1) It HURTS. Ok, not FOREVER. But those first 2-3 weeks were miserable for me. Get that nipple butter crap and smear the snot out of the girls. You’ll thank me later.
2) It’s awkward. Maybe I’m the only one who thought it was a little weird. It was hard to get used to someone sucking on them (for nutrition purposes, that is). After awhile, once you get pretty good at it, you can read a book and forget about it.
3) You need like 4 extra sets of hands. Once again, this was initially. It DOES get better. But it’s like learning how to ride a bike. It’s hard at first. It’s hard to figure out how to do it in the first place. It’s hard to learn what position works best for you and the baby. It’s hard because the baby will be indecisive and one day prefers one boob over the other. C was super good about helping when A was in the NICU. And that part wasn’t awkward. He was looking at it as we needed to feed our child, and he was trying to help as much as possible, in a nonsexual way. He knew that store down South was shut down indefinitely, so I guess he figured why not try to help?

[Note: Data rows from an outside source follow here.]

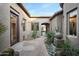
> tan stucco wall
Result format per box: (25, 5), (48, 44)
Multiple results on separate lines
(10, 3), (31, 41)
(0, 3), (31, 51)
(50, 14), (63, 33)
(63, 3), (79, 48)
(0, 3), (10, 51)
(57, 14), (63, 33)
(63, 3), (78, 40)
(50, 17), (57, 32)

4) It can be frustrating. A had jaundice, like REALLY bad when she was born. SO much so that she was readmitted to the hospital for it. The thing about jaundice is this: it makes babies super tired. And they fall asleep in the middle of feedings, in the middle of diaper changes, in the middle of the middle. You get my drift. So after it took me 45 minutes to wake her up, change her diaper, and another 15 minutes to try and get her to latch on right, after feeding for 5 minutes she would fall asleep. And we’d have to do the WHOLE. THING. OVER. After the jaundice had subsided somewhat (we learned she had a rare genetic disorder that caused prolonged jaundice) we finally got it down to a science. But I am not lying when I tell you it took me almost 6 weeks to get to a point where she didn’t fall asleep 5 minutes into it. It was frustrating.
5) At the end of the day, it is rewarding. After all of the frustrations, heartbreak, blood, sweat and tears, it was worth it. Some people might look at it as being an anchor, when you can’t go anywhere without your baby, because you never know when she will want to feed. But I’m on the opposite team. It was so rewarding knowing that it was ME who she wanted the most. It was ME and only me that could make food for her. It was all on ME. And that was cool with me. Even now at a young 11 months old, she doesn’t need JUST ME anymore, and instead is happy with her dad or her nana instead of me. And although I know I am a favorite, I am not the ONLY one she wants anymore.
Cherish it if you do choose to breastfeed. The time will seem like it stops in the beginning, but after it is done you will look back and wish you had more of that time. Best of luck!